When Dr. Miriam Turner and her husband, Charles Turner, decided she would accept the job Primary Children's Medical Center offered her last summer, they thought the decision to move from Los Angeles to Salt Lake City meant their major dilemma was behind them.

The Turners had also been weighing offers from hospitals in Orange County, Sacramento and Cleveland, among others. "I vetoed Cleveland!" laughs Turner, a heating and air conditioning technician who went to work for Trane Co. shortly after he and Dr. Turner, a pediatric kidney disease specialist, moved to Utah in July with their two young sons.But far from having their anxieties alleviated, the Turners found they had only begun. They had lived in the L.A. area for just five years, having made one cross-country relocation from their native Maryland, but they had forgotten one fact: relocation - the "R" word - sets up a chain of decision-making that doesn't end until long after the move is over.

For most families contemplating a move to a new area, the debate on whether and where to relocate usually begins with the "big issues" of career, lifestyle, economic and cultural opportunities, and school systems. It ends with the more prosaic problems of finding a new family doctor and dentist, hairdresser/barber, grocery store and child care facility.

Utah won the debate, say the Turners, because of the good job opportunities it offered both of them, the slower pace of life they were seeking, and the ability "to be out in the middle of nowhere" in a very short time, something crowded Southern California doesn't offer.

With the decision made, the Turners had joined the 37 million other Americans who move to a new residence every year and the 14 million who annually move to a new county or state. National figures show average Americans will move 14 times in their lives.

And despite much hand-wringing in recent years over the flight of disaffected Utahns to the supposedly greener economic pastures of the West Coast and elsewhere, Utah has been getting its share of those relocating families.

According to Robin Hough, director of corporate relocation and marketing for Gump & Ayers Real Estate Inc., corporate transfers into Utah were up 60 percent last year over 1987, making relocation services a hot niche in what has been an otherwise flat local real estate market.

"You hear a lot of talk about people moving out, but our experience is that a large number of people are moving in - a lot of good, professional, successful transferees," said Hough.

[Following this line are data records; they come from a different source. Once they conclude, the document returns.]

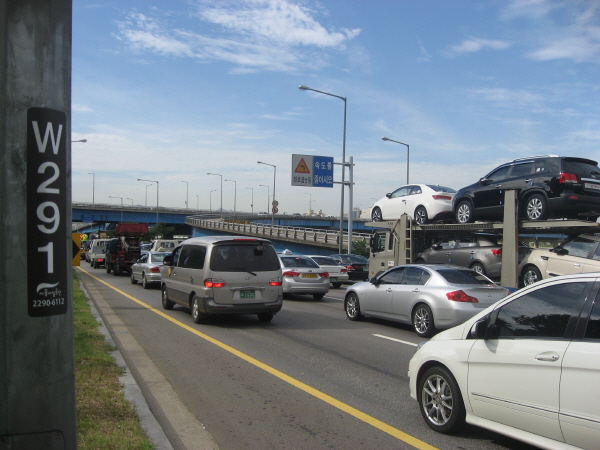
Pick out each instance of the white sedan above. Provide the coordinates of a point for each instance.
(423, 202)
(526, 367)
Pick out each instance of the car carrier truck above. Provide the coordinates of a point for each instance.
(125, 248)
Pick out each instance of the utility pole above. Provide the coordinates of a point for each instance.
(37, 368)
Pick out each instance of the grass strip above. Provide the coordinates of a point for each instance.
(105, 420)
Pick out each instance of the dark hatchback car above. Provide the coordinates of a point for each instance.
(357, 265)
(477, 251)
(547, 186)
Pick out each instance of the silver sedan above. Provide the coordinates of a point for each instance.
(147, 268)
(429, 297)
(301, 275)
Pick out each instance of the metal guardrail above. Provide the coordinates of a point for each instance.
(298, 234)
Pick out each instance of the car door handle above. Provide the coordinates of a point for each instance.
(547, 356)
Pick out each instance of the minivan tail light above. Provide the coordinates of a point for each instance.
(214, 282)
(291, 273)
(461, 296)
(567, 178)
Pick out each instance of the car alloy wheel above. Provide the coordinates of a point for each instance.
(440, 401)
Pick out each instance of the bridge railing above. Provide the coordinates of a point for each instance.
(300, 234)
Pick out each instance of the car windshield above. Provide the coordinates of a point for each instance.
(324, 261)
(438, 188)
(295, 261)
(158, 257)
(254, 257)
(458, 276)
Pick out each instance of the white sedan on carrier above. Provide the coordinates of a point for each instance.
(423, 202)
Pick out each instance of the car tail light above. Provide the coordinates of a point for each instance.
(461, 296)
(214, 282)
(567, 178)
(291, 273)
(275, 281)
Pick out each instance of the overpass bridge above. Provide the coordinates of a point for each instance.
(304, 234)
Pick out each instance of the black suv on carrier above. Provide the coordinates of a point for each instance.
(547, 186)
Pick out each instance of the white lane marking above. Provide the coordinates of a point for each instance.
(395, 340)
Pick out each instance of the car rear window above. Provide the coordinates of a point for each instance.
(581, 167)
(458, 276)
(236, 257)
(295, 261)
(441, 188)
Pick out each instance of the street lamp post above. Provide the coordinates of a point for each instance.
(110, 196)
(187, 185)
(341, 244)
(407, 155)
(221, 190)
(210, 195)
(309, 203)
(268, 194)
(154, 181)
(252, 201)
(146, 202)
(93, 186)
(234, 196)
(274, 198)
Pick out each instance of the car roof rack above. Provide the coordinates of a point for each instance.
(536, 156)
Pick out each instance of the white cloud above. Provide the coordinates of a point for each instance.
(273, 35)
(473, 45)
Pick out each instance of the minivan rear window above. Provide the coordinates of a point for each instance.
(236, 257)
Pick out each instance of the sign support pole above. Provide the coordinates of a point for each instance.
(37, 368)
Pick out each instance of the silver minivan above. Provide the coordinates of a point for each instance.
(215, 275)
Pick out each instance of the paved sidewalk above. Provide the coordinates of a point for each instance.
(190, 433)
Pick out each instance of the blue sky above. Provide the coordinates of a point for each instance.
(169, 91)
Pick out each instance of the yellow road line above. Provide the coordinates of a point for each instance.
(282, 376)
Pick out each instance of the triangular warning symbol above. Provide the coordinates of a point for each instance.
(302, 167)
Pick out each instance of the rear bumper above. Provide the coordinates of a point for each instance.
(210, 307)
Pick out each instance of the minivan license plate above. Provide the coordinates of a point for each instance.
(247, 294)
(592, 186)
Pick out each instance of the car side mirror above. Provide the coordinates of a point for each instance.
(479, 330)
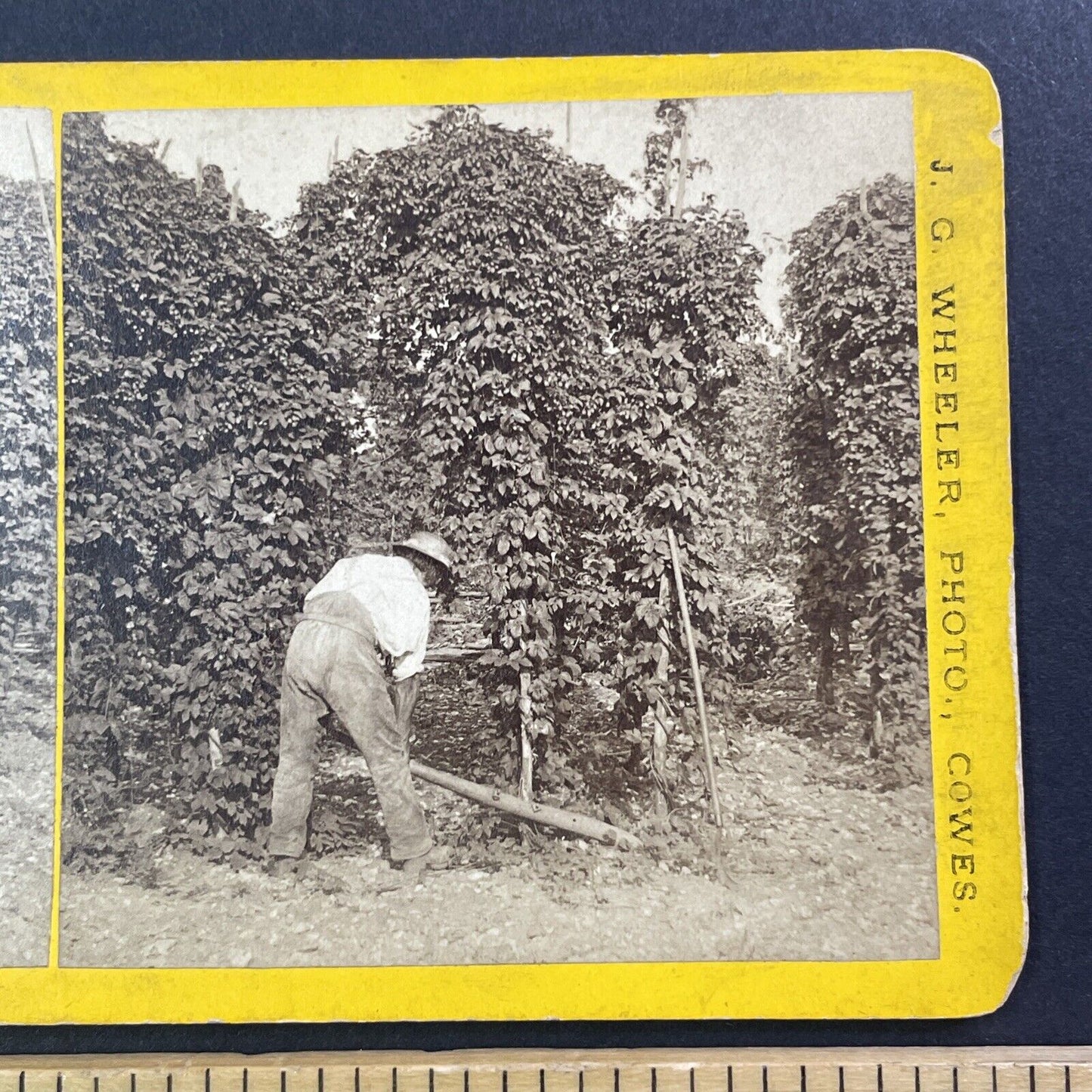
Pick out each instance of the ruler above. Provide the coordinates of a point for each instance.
(1032, 1069)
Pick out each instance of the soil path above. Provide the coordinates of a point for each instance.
(26, 818)
(817, 866)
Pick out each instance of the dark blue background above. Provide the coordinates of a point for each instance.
(1040, 57)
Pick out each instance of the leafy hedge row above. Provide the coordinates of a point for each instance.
(855, 444)
(204, 428)
(473, 330)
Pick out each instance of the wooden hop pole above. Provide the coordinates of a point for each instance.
(527, 755)
(684, 157)
(696, 670)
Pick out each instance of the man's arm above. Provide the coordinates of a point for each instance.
(405, 698)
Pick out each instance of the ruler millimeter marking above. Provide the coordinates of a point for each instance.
(1056, 1069)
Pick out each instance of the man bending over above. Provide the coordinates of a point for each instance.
(367, 613)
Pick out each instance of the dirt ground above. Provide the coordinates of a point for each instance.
(26, 816)
(822, 859)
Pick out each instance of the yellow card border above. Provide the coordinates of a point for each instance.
(976, 735)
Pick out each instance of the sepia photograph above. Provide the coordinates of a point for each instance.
(29, 529)
(493, 535)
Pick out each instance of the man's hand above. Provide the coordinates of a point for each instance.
(405, 697)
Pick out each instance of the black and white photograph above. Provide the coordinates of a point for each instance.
(493, 535)
(29, 527)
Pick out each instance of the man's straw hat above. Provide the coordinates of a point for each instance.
(432, 546)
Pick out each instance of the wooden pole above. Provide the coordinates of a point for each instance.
(684, 156)
(527, 810)
(660, 712)
(527, 755)
(696, 670)
(43, 204)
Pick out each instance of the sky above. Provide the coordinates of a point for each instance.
(777, 159)
(15, 161)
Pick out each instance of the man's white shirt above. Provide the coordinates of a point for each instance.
(397, 602)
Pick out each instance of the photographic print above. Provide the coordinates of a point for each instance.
(29, 527)
(535, 537)
(495, 535)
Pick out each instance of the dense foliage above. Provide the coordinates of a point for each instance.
(204, 428)
(555, 356)
(478, 333)
(27, 419)
(855, 448)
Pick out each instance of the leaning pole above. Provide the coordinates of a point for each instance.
(527, 809)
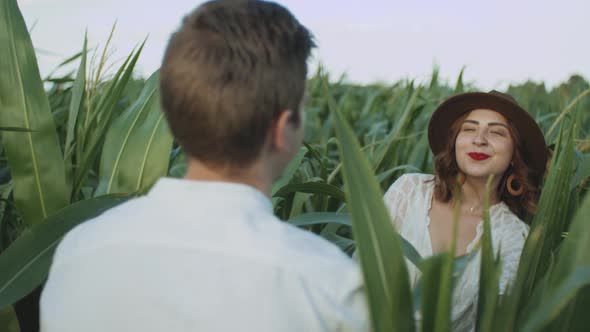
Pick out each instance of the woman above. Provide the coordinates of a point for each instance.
(473, 136)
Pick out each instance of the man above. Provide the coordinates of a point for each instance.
(206, 253)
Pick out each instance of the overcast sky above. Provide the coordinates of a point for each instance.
(499, 42)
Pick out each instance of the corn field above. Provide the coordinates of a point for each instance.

She said the relocation market has been growing steadily for the past 10 years. Through its affiliation with Travelers Realty Network, Gump & Ayers is currently the exclusive corporate representative for hundreds of corpoations that have transferred employees to Salt Lake City, including Eastman Christensen Co., Hallmark Cards Inc., E.F. Hutton & Co., Philip Morris, Barclays, Brock Hotel Corp, The NutraSweet Co. and Porsche Cars of America.

"Employers now realize that if they are going to hire someone, bring them in and pay them a lot of money, the quicker they can get them settled the sooner they will be on the job doing what they are paid to do," said Hough. "The goal is to minimize loss of productivity."

For successful relocation specialists, that means more than just finding a family the right house. It means becoming the best friend, neighbor and, in the Turners' case, baby sitter, they've ever had.

Thanks to the booming Los Angeles real estate market, the Turners sold their house only two weeks after listing it and for nearly double what they had paid five years earlier.

They were then able to buy a new home in Salt Lake's Olympus Cove for the same price they had received for their Los Angeles house, but with more than twice the space, in a decidedly more prestigious neighborhood and with what Dr. Turner describes as "a million-dollar view."

Clearly, the benefits of selling a house in Los Angeles in order to buy one in Salt Lake City are enormous. But it can cut both ways, the Turners realize.

"The scary thing for me," said Dr. Turner, "is that if this doesn't work out, I don't know how we'd sell the house. It takes someone coming from a high sales area like L.A. - where buyers pay a lot for nothing - to afford as much house as we now have."

When Dr. Turner first heard of the Primary Children's staff opening, she didn't even consider it, saying the "Mormon issue" loomed too large.

Later, she talked with a physician at Primary Children's whom she had known in Maryland and he helped put her fears to rest.

Still, children can be cruel, she knew, and she worried about sons Zack, 10, and Josh, 7, being "outsiders" in Utah. Predictably the boys have had "no problems at all."

In fact, she says with a grin, "Zack's best friend is LDS."